Dado su talante atrevido, una vez en la laguna Tista se introdujo aguas adentro hacia lo más profundo de las pozas. La temeridad y el desconocimiento del medio acuoso provocaron el hundimiento del improvisado bañista que sin poder evitarlo quedó aprisionado por el lodo hasta la cintura. Asustado y temeroso Nazario echó a correr y se plantó en mitad de la misa al grito de “¡El Tista se hunde, el Tista se ahoga¡”. Alarmados y azarosos los parroquianos y el oficiante emprendieron una veloz carrera hasta la laguna, donde Ángelito, el hijo de “Ángel el frutero”, no lo pensó dos veces y se adentró en el fangal hasta llegar adonde inmovilizado se encontraba Tista, quien con la ayuda de otros vecinos fue rescatado del cenagal. Aquella primera aventura acuífera de mi amigo Tista acabó con una prolongada regañina y con doble tunda, una por cada progenitor. Ya en tierras andaluzas, con más de una decena de años, las aguas de la piscina del Castillo, en Lanjarón, parecieron una verdadera laguna, a Tista –Juan ya- que quedó impactado cuando acompañó a su amigo José Zorrilla y familia a las playas de la Costa granadina. La bajada sinuosa hacia el litoral desveló el horizonte azul del mar de Alborán, una visión que recluyó al muchacho entre los asientos del coche. Cuando el pequeño castellano viejo se enfrentó al mar andaluz quedó impactado y sobrecogido. Nunca había podido imaginar tal cantidad de agua junta. De nada sirvió la invitación de sus anfitriones a pasear en un patinete sobre la superficie del agua, un elemento, desde entonces, de máximo respeto para nuestro protagonista.
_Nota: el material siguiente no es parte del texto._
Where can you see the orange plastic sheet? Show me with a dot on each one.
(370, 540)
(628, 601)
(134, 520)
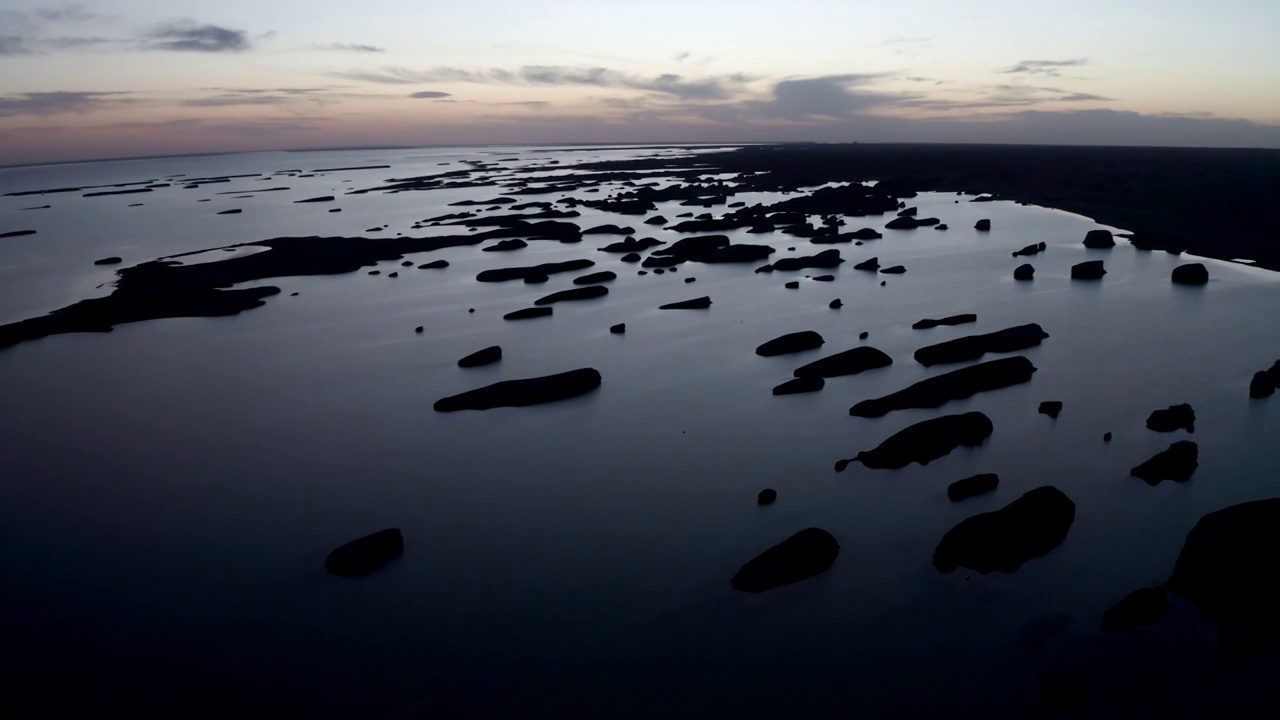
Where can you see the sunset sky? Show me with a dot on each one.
(149, 77)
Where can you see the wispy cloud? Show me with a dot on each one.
(1051, 68)
(188, 36)
(346, 48)
(44, 104)
(718, 87)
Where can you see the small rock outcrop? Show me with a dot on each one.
(528, 314)
(1051, 408)
(1171, 419)
(927, 324)
(973, 347)
(1194, 273)
(524, 392)
(956, 384)
(585, 292)
(1175, 464)
(695, 304)
(969, 487)
(924, 442)
(848, 363)
(790, 342)
(1088, 270)
(800, 386)
(1100, 240)
(487, 356)
(1005, 540)
(365, 555)
(795, 559)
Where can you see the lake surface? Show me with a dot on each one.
(169, 491)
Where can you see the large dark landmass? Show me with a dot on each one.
(795, 559)
(973, 347)
(520, 393)
(924, 442)
(1202, 200)
(1002, 541)
(956, 384)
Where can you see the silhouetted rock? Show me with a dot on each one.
(608, 229)
(1004, 540)
(696, 304)
(520, 393)
(1261, 386)
(1173, 418)
(1228, 568)
(1088, 270)
(607, 276)
(848, 363)
(973, 347)
(800, 384)
(631, 245)
(528, 314)
(365, 555)
(487, 356)
(791, 342)
(506, 246)
(795, 559)
(1193, 273)
(1175, 464)
(1139, 609)
(1063, 693)
(969, 487)
(503, 274)
(1098, 240)
(585, 292)
(956, 384)
(824, 259)
(924, 442)
(927, 324)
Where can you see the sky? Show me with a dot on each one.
(117, 78)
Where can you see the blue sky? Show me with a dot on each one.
(137, 77)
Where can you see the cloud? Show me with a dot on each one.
(1046, 67)
(44, 104)
(187, 36)
(13, 45)
(346, 48)
(720, 87)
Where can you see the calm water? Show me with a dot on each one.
(169, 491)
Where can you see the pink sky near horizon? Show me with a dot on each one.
(122, 78)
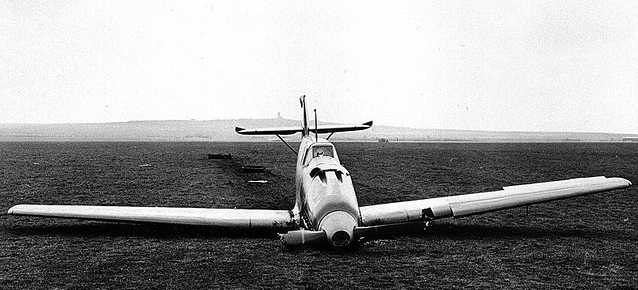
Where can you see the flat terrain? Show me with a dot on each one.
(586, 242)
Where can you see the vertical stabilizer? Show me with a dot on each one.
(305, 131)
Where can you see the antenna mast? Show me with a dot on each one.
(316, 128)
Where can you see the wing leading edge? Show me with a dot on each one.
(228, 218)
(478, 203)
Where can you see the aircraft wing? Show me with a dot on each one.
(228, 218)
(292, 130)
(478, 203)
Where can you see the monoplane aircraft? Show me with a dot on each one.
(326, 208)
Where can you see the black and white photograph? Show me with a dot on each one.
(318, 144)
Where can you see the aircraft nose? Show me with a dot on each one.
(339, 228)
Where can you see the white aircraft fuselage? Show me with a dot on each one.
(326, 199)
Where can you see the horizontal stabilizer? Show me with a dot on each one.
(228, 218)
(292, 130)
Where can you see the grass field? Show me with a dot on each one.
(586, 242)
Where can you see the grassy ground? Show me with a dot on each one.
(584, 242)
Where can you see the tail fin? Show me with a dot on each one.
(305, 131)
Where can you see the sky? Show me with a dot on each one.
(472, 65)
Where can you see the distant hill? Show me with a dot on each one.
(224, 130)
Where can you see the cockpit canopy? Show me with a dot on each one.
(319, 150)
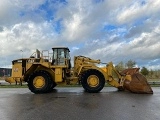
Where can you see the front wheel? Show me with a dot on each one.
(40, 82)
(92, 80)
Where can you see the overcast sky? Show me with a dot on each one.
(110, 30)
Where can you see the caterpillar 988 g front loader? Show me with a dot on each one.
(43, 72)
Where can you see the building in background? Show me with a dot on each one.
(5, 72)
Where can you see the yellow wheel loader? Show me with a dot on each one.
(44, 70)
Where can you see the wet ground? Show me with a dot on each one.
(72, 103)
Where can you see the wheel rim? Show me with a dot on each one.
(93, 81)
(38, 82)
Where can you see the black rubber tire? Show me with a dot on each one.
(48, 82)
(53, 84)
(85, 75)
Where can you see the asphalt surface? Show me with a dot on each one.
(72, 103)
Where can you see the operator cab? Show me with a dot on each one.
(61, 56)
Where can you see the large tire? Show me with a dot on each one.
(40, 82)
(92, 81)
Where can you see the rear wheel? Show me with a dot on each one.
(92, 80)
(40, 82)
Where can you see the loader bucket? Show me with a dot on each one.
(138, 83)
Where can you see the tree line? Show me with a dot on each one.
(149, 73)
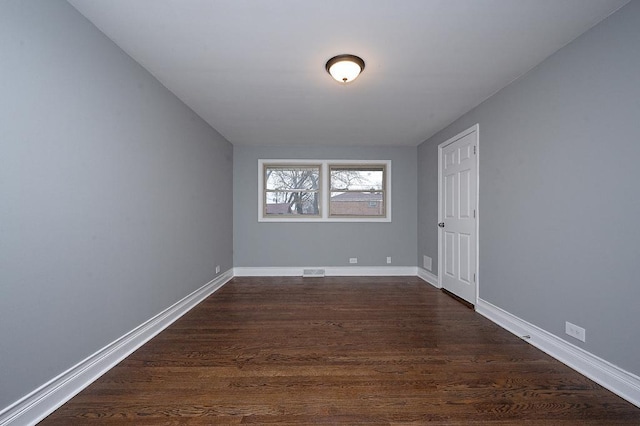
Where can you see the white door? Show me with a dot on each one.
(458, 195)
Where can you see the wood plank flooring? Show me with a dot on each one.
(380, 351)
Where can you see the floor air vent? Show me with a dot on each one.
(313, 272)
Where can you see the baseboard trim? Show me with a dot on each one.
(428, 277)
(619, 381)
(330, 271)
(47, 398)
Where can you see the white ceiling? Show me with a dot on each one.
(254, 69)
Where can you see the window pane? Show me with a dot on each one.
(357, 204)
(292, 203)
(357, 179)
(282, 178)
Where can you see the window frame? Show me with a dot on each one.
(324, 190)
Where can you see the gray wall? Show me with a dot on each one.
(115, 198)
(559, 198)
(324, 244)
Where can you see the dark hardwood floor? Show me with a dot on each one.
(384, 351)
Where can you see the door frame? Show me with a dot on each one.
(475, 128)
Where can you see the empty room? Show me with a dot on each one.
(319, 212)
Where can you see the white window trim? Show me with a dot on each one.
(324, 190)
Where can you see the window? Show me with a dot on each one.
(294, 191)
(291, 190)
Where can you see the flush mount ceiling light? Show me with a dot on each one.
(345, 68)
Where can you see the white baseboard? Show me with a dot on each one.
(330, 271)
(428, 277)
(47, 398)
(617, 380)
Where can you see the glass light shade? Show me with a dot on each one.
(345, 68)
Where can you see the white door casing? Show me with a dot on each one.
(458, 214)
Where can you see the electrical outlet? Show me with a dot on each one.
(426, 262)
(575, 331)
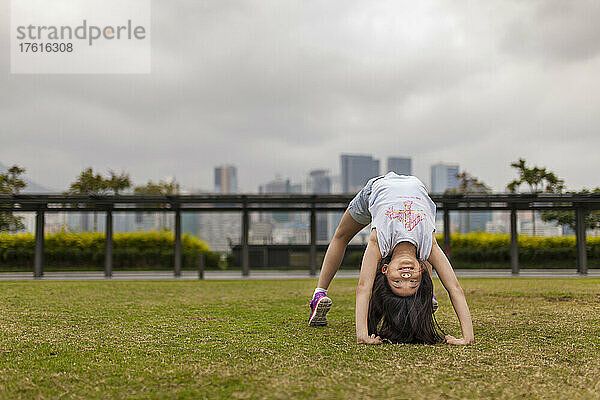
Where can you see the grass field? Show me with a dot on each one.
(248, 339)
Más serena pero no menos impactante fue la experiencia de Rosa Serrano, “La Serrana”, para quien conocer el mar no era una de sus prioridades. Pese a criarse y vivir a poco más de medio centenar de kilómetros del litoral, Rosa nunca había conocido el mar. Con casi noventa años llegó su primera vez, su primer mar. Fue a finales de los años ochenta del pasado siglo cuando tras un largo y cansino viaje de más de cinco horas llegó a Cartagena para visitar a su nieto Manuel que acababa de incorporarse a su primer destino como maestro titular. Tras el reencuentro familiar en la playa, afectuoso y explosivo, “La Serrana” se desplazó unos metros y asomándose al mar exclamó: ¡Jesús cuánta agua!. Después quedó algún tiempo en silencio con la mirada fija en el horizonte.
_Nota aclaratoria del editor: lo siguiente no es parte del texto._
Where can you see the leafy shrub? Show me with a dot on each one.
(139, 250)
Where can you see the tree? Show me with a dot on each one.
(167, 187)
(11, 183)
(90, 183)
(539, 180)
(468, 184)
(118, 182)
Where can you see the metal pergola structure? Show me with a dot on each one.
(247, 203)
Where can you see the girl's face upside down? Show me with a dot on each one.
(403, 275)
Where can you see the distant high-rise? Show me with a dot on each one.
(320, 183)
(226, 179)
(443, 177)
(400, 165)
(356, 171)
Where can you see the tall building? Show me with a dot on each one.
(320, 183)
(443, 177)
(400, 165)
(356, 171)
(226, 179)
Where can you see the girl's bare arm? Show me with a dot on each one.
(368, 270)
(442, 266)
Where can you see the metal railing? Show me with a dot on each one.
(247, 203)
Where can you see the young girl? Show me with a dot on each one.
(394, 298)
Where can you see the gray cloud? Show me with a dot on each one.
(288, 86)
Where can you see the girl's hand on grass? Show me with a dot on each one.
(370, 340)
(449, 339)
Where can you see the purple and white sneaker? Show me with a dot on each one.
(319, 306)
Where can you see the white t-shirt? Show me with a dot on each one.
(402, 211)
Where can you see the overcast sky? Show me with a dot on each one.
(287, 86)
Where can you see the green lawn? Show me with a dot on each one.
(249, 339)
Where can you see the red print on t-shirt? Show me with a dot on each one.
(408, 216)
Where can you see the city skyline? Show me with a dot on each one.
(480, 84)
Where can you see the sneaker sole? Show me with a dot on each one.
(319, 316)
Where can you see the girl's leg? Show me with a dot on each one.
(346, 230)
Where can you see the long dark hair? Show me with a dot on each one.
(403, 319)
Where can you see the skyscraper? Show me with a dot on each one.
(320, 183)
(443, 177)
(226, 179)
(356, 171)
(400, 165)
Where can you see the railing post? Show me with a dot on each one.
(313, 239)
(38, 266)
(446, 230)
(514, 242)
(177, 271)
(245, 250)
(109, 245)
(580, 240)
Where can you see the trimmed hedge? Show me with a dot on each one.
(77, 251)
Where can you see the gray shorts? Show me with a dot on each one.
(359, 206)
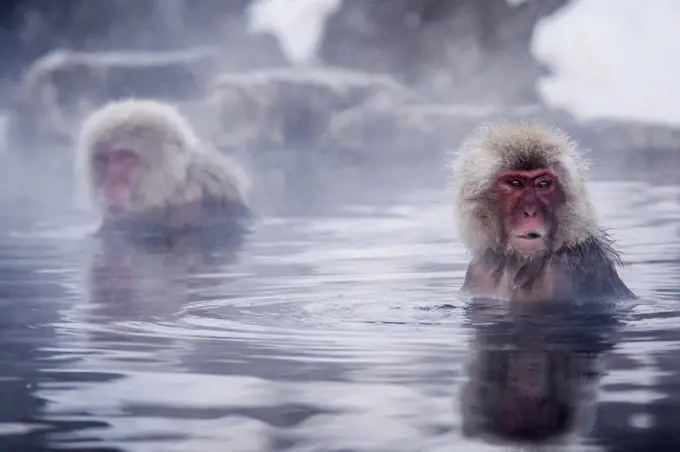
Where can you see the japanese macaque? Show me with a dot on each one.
(525, 215)
(150, 174)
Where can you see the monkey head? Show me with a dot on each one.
(135, 155)
(520, 190)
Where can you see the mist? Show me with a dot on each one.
(335, 320)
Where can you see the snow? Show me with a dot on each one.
(613, 58)
(298, 24)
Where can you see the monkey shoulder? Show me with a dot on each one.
(480, 278)
(590, 269)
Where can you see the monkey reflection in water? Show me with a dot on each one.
(153, 178)
(533, 370)
(524, 213)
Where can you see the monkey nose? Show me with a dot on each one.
(530, 211)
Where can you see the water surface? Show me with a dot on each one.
(333, 331)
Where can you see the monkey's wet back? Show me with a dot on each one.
(339, 332)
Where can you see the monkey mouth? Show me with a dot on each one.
(533, 235)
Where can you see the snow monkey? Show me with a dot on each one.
(525, 214)
(149, 173)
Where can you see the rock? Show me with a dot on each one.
(289, 108)
(421, 131)
(459, 51)
(32, 28)
(415, 130)
(60, 88)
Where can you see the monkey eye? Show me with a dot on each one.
(545, 183)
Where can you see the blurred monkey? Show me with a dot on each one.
(149, 173)
(526, 216)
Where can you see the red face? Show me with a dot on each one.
(116, 169)
(527, 201)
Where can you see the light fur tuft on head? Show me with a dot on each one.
(180, 168)
(508, 145)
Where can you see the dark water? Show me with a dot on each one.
(337, 331)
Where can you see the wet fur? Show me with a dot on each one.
(582, 259)
(185, 184)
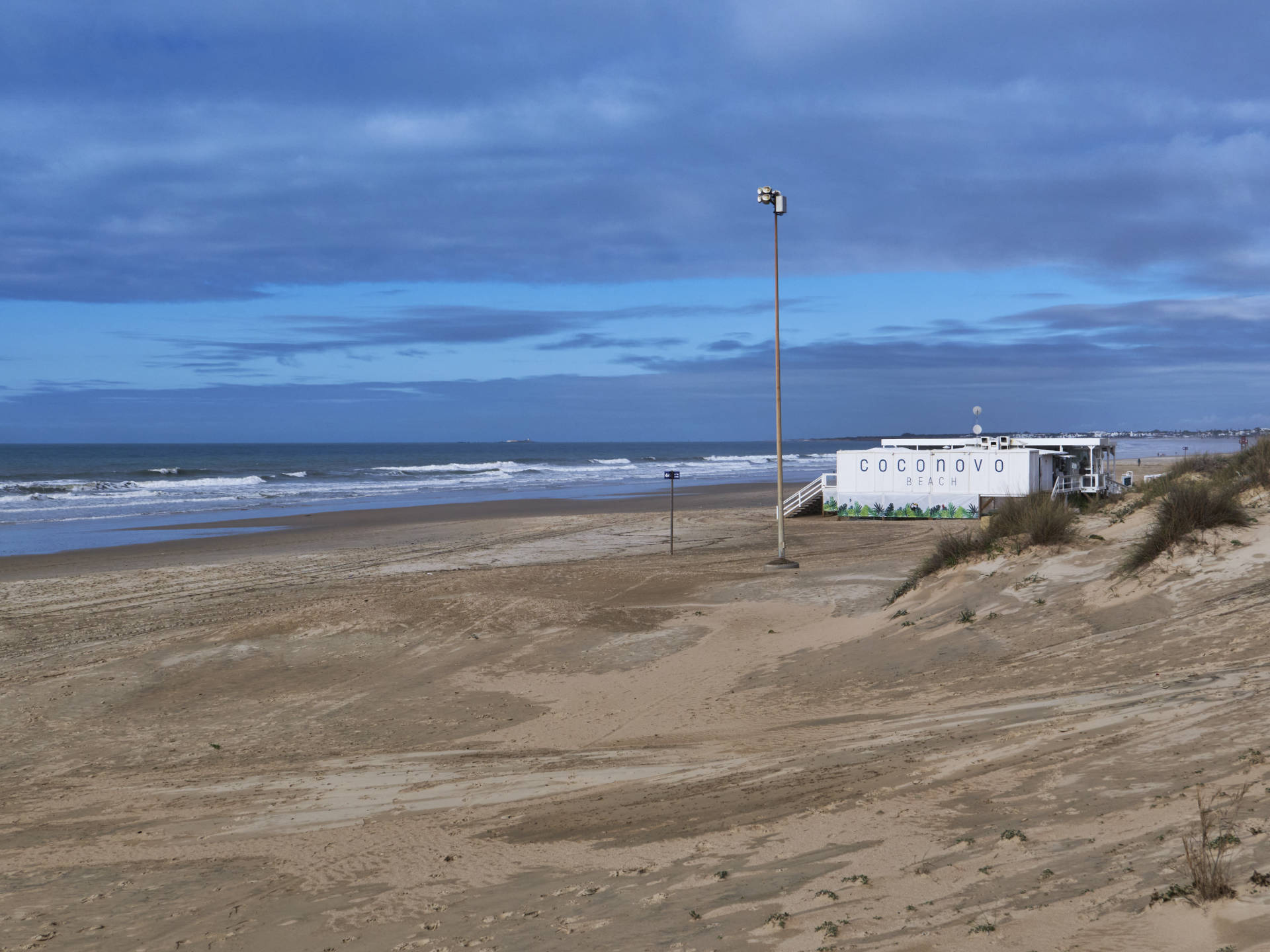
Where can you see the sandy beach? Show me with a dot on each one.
(526, 727)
Mucho más adelantada fue su hija, Rosa Ibáñez. El patrón de su padre en la fábrica donde trabajaba quiso celebrar su aniversario con un día de playa en familia, celebración que incluía la invitación a Rosa, quien, además de vecina era inseparable amiga de juegos de la hija del empresario. La pequeña Rosa contaba ocho años y tuvo que esperar a que se secara el vestido de primera comunión –el único aceptable para la ocasión-, que no tardó en estar dispuesto, pues corría el mes de julio y hacía calor. Rosa no olvidaba los juegos en la arena y las risas con su amiga. El mar quedó como un recuerdo difuso en su mente nonagenaria cuando poco antes de morir le relataba esta vivencia a su hijo, el periodista Francisco Terrón.
Son impresiones y asombros del mar. El mar con ojos de niños, el mar con ojos de ayer y de hoy.